Reinicio el sistema de mi ánima, reinicio el escrito.

A veces doblas una esquina para tomar un café y matar el tiempo repasando pausado e indiferente los titulares del día, cuando lo que se dobla sin dobleces es tu ánima aristotélica no más lees “Juan Carlos Estébanez…fallece…cuarenta y siete años…” Impotente, inservible, marco el número correcto a pesar de los temblores de un amigo común y se mitigue así el pasmo mortuorio que me cubre cruel. Cuando leo luctuoso el titular este amigo común cubre el sí que lo constata con una pátina de lágrima grimosa y larga que atempere el golpe. No lo intentes, imposible. El golpe inmisericorde y monstruoso, neroniano, se ha incrustado como fiera o caníbal, sayón, en nuestro corazón y sentir la crudeza de allegarte a un prójimo próximo, y toda su grandeza. No lo desincrusta ni palabra pía o cerba, solo la negación imposible de lo ineluctable.

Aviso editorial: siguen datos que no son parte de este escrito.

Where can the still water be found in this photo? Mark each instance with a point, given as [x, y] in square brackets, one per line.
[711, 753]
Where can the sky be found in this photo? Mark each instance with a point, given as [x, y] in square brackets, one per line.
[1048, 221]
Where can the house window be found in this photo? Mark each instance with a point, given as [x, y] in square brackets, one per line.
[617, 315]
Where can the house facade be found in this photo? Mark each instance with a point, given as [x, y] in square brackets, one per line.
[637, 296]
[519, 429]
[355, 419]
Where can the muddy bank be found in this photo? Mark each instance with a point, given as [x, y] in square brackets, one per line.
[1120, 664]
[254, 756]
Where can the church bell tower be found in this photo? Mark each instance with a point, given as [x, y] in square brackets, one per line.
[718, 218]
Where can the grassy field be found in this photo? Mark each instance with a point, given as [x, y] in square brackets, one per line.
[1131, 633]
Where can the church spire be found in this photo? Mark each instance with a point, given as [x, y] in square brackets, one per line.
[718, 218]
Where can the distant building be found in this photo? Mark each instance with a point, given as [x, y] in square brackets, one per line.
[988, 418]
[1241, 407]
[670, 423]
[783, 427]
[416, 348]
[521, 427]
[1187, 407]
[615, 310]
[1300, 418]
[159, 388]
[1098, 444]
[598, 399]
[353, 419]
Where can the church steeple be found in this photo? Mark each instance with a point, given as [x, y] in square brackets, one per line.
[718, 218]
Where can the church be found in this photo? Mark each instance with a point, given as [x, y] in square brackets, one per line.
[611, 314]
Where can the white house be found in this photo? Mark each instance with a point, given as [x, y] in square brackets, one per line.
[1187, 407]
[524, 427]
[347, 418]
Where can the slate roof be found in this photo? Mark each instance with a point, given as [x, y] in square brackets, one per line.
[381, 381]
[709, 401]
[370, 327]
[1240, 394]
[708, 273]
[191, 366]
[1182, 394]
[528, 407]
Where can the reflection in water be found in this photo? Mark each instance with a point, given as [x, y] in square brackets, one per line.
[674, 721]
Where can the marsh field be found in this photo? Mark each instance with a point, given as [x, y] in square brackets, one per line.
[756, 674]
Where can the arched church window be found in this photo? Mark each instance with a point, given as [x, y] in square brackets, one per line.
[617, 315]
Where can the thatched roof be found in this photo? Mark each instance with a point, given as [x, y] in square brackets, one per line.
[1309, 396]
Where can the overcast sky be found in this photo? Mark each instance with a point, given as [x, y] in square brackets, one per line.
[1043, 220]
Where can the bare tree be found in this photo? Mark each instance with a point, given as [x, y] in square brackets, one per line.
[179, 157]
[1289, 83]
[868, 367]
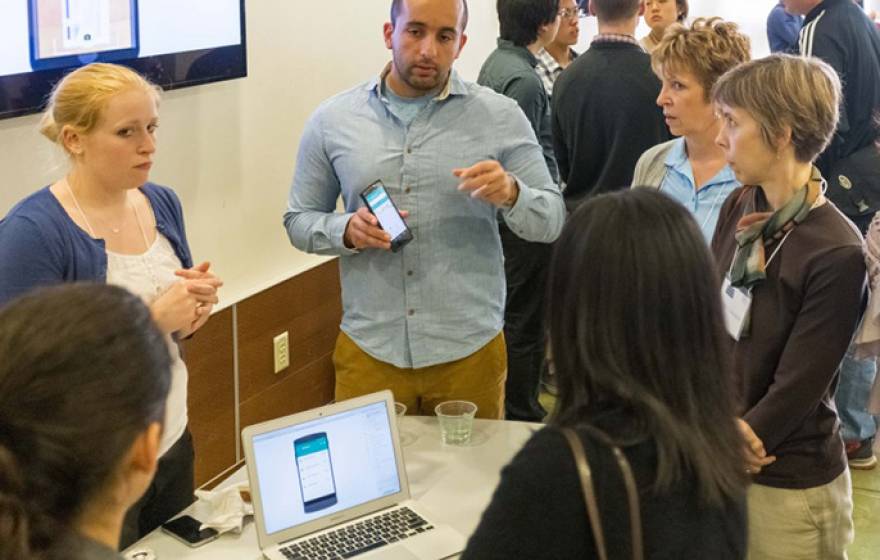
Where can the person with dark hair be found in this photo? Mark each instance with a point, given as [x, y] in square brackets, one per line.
[557, 55]
[659, 15]
[84, 376]
[794, 283]
[604, 114]
[783, 29]
[840, 33]
[425, 321]
[103, 221]
[641, 366]
[526, 27]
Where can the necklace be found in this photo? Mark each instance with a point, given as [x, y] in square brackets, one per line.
[85, 218]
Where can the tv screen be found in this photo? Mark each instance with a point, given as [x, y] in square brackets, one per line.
[174, 43]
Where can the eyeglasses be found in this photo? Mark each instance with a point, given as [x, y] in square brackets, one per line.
[572, 13]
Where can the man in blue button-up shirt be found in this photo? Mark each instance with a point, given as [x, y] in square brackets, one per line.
[425, 321]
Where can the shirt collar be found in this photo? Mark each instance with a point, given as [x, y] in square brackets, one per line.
[506, 45]
[615, 38]
[454, 85]
[677, 159]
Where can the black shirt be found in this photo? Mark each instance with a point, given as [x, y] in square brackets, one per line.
[839, 32]
[538, 509]
[604, 117]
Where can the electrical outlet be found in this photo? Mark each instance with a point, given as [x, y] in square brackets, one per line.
[282, 351]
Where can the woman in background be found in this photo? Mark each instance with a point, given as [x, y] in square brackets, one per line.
[84, 376]
[103, 222]
[692, 168]
[659, 15]
[794, 279]
[640, 359]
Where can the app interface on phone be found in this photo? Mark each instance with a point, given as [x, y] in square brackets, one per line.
[73, 27]
[354, 460]
[385, 212]
[315, 471]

Juan Carlos Estébanez Gil, del cual otros ya han glosado su figura de crítico escritor, de profeso profesor ex - profeso, de investigador confeso, su devoción servicial por la cultura y su ilustración civilizada, lo recuerdo, lo recuerden otros al tiempo, que debemos, que deben, como el escritor que se empeñó en que otros escritores burgaleses, en que la literatura burgalesa, fuese consistente y se pudiera hablar de ella y se la señalase con el dedo a su paso cortés, a su peso de progreso. Desde la atalaya de su despacho se empachó sin despecho ni despeño de todos los manuscritos que han estado y que luego han sido de autores burgaleses que han publicado en todos estos años de IMC o de JCE, es lo mismo. Hasta el último día de su vida, socráticamente, ha acudido al encuentro de estos manuscritos, de estos autores, de esta literatura, que es tan suya como nuestra como de Burgos, sin anunciar su enfermedad, sin pedir nada a cambio de esta bondad. El auge de la literatura en Burgos, uno de sus reales legados plenos.

Se le recuerda, está presente enorme su figura, y el recuerdo debe ser de las instituciones también, en tanto a su figura. Pero se ha de pedir asimismo que se salvaguarde su espíritu, su forma de hacer, inteligente e imaginativa, su entusiasmo por ver desde su altura humana más allá de nuestra tiempo o su conciencia compleja, su comprensión sensible y reflexiva, vivencial, de todo aquello que se le daba, de todo aquel que se le acercaba; que no se olvide su aliento demiúrgico sobre la idealidad burgalesa para elevarla a realidad universal. Todo su acogimiento altruista que permanezca en todos nosotros, el mejor recuerdo.